Again, what I've seen and read most recently is that in cases when there is break-through ovulation, the corpus leuteum in the ovary produces enough hormones to offset the impact of the Pill on the uterus. In other words, the Pill almost certainly does not cause early abortions. Which is GOOD news.

"The proponents of the “hostile endometrium theory” argue that OCs are abortifacient based upon the third mechanism of action. The medical literature clearly supports the claim that the uterus becomes thinner and less glandular as a result of the OCs, however, the medical literature comes to this conclusion from non-ovulatory pill cycles. It is assumed that this finding in non-ovulatory pill cycles would prevent implantation of the embryo conceived in an ovulatory pill cycle, but this presumption is false. If a woman on OCs ovulates and conceives, everything changes: through the HCG’s affect on the corpus luteum, and the corpus luteum’s release of high levels of estrogen and progesterone, the uterus is able to nourish its new guest very well."

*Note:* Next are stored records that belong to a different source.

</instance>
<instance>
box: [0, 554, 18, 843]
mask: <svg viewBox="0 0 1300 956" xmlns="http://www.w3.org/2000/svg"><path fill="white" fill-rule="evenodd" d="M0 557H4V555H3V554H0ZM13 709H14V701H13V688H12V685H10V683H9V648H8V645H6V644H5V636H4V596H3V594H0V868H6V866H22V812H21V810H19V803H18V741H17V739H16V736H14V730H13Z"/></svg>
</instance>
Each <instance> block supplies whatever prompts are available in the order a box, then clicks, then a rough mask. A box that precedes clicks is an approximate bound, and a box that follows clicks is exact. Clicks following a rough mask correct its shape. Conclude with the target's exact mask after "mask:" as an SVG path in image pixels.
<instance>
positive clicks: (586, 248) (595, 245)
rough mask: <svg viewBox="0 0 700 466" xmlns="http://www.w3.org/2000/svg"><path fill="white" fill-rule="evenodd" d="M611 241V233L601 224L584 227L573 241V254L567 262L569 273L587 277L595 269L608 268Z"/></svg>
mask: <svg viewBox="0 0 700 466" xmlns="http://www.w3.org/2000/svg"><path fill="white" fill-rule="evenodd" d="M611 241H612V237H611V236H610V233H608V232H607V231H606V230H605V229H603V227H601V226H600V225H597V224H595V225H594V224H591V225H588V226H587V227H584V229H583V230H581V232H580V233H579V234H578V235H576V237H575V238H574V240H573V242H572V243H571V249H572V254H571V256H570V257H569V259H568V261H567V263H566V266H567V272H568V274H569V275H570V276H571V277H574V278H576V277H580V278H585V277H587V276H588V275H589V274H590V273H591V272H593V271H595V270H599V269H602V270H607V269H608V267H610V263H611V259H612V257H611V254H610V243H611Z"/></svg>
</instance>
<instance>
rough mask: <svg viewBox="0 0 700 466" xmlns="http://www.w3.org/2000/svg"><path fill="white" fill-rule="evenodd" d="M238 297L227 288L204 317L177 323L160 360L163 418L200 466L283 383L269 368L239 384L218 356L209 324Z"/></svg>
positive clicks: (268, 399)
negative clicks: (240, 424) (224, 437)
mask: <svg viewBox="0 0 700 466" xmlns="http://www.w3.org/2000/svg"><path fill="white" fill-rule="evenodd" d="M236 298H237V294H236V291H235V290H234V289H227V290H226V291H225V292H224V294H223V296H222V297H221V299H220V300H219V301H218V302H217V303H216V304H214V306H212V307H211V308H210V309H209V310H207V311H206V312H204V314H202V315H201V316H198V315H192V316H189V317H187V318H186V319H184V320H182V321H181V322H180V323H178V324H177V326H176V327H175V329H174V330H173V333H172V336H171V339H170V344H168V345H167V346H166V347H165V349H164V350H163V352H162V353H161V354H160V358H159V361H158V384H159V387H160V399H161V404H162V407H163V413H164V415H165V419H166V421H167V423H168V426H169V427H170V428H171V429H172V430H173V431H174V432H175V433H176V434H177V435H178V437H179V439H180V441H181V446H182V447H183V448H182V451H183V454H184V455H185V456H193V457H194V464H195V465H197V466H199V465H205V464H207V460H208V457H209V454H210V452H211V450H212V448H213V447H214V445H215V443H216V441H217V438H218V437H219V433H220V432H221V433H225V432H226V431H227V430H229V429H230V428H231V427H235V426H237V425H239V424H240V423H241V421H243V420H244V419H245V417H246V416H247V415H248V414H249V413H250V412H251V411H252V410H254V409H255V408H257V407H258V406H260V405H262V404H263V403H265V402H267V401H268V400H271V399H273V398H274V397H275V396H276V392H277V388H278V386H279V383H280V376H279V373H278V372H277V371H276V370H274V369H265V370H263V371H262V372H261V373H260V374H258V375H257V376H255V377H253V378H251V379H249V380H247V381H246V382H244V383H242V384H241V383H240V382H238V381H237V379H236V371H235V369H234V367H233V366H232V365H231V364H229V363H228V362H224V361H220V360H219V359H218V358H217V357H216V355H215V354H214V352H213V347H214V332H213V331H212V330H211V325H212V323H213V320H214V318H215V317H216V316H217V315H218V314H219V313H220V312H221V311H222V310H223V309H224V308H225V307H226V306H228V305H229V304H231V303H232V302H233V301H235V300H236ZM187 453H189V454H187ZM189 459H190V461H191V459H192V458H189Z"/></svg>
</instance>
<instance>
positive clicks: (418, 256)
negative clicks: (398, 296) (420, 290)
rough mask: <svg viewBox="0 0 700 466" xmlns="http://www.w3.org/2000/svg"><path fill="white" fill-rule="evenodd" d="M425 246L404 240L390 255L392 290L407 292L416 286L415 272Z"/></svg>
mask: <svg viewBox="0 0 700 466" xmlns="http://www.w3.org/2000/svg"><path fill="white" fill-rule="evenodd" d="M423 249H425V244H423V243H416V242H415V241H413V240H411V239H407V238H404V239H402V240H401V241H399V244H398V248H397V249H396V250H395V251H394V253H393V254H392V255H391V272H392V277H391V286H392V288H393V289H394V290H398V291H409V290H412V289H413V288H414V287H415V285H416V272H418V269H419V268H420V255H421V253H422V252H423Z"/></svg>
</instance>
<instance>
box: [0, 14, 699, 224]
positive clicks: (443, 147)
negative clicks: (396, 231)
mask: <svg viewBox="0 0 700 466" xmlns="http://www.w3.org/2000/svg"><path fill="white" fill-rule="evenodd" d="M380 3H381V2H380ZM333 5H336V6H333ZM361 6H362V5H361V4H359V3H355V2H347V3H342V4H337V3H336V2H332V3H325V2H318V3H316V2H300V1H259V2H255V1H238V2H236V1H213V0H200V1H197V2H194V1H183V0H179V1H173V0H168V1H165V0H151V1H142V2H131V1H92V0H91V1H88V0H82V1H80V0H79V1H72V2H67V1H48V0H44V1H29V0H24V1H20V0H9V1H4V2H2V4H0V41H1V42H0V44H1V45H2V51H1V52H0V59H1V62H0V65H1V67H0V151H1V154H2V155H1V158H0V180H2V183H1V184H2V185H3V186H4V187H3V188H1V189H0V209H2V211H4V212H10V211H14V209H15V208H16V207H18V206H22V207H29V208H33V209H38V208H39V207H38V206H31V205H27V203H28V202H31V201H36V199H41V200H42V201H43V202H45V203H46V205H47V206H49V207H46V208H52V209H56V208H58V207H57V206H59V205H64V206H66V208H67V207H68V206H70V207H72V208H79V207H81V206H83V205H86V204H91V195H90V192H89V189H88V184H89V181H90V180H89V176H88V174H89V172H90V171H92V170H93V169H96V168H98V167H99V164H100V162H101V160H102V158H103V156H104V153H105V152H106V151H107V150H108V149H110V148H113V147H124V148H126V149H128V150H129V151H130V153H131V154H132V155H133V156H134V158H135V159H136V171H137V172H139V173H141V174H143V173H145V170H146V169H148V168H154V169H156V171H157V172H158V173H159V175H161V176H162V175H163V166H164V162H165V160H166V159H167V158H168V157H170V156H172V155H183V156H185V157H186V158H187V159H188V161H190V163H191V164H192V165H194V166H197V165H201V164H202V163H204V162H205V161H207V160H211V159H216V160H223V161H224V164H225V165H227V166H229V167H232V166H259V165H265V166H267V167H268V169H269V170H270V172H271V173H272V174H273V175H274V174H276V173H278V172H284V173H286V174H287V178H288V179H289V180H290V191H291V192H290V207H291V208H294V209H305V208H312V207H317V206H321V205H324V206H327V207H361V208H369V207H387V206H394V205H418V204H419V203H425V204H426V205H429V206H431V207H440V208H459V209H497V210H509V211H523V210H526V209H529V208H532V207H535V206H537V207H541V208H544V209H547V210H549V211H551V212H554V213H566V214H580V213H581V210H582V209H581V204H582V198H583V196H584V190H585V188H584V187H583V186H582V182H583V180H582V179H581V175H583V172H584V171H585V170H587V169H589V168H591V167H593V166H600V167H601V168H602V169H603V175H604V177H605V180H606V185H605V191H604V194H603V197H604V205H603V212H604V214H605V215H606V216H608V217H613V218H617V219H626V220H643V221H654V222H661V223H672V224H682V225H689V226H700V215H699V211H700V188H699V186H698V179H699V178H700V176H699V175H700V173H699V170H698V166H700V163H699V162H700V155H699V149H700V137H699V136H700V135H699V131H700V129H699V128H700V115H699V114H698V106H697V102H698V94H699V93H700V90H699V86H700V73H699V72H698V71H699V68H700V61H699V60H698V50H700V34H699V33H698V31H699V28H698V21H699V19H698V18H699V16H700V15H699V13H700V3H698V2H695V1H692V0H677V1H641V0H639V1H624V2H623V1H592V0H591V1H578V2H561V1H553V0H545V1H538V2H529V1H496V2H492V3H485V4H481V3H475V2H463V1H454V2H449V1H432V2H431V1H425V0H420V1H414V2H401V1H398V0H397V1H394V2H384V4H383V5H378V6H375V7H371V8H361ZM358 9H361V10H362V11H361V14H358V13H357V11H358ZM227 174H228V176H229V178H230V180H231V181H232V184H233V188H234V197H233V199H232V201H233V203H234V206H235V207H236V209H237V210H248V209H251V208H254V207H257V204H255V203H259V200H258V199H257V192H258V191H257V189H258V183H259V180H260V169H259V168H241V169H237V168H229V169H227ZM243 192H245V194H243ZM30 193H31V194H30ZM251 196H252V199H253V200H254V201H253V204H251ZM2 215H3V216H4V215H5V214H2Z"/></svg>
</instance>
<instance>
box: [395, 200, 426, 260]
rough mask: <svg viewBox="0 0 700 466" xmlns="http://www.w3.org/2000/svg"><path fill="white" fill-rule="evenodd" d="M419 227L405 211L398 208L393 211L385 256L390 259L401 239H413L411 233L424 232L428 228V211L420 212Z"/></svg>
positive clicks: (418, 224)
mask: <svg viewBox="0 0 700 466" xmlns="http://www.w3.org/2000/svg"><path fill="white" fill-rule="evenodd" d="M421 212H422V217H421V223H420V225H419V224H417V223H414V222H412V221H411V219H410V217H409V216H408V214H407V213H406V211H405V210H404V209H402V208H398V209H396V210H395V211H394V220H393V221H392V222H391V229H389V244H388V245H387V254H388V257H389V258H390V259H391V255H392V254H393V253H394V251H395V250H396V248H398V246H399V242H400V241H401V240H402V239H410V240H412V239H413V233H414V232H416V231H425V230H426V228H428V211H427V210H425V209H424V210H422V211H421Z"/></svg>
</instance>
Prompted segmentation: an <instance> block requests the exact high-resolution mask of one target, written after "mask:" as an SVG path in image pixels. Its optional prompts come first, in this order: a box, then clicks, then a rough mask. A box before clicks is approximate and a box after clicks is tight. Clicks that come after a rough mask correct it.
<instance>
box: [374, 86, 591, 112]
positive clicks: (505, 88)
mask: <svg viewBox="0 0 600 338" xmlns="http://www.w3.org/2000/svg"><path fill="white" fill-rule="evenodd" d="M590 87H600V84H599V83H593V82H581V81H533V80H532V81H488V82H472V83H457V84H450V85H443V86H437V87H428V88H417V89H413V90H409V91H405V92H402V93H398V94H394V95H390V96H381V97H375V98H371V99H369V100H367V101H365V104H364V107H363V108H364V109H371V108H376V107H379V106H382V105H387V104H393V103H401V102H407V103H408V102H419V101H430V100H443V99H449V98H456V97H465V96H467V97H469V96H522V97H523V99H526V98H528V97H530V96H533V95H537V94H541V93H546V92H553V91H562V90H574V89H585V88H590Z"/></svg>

I'm no great fan of birth control pills. The whole idea is to treat a woman's normally-functioning body as if it's diseased, which I find misogynist and distasteful. And the contraceptive mindset that sex and reproduction are totally unrelated is emotionally, personally, and societally damaging. But it's not something that is causing innocent deaths, unless you count the long-term increase in cervical cancer and other health risks inherent in promiscuous sexual behavior.

I'd rather see the prolife movement go after the deliberate routine destruction of deliberately concieved embryos in IVF clinics than go tilting at progesterone windmills trying to rescue inadvertently created embryos who most likely are in no danger unless the mother chooses to seek an abortion.

Yes, it was the Pill-pushers' own poor research that put out that the Pill was abortifacient rather than merely contraceptive. But they were wrong. We were mistaken when we believed them. Now let's move on.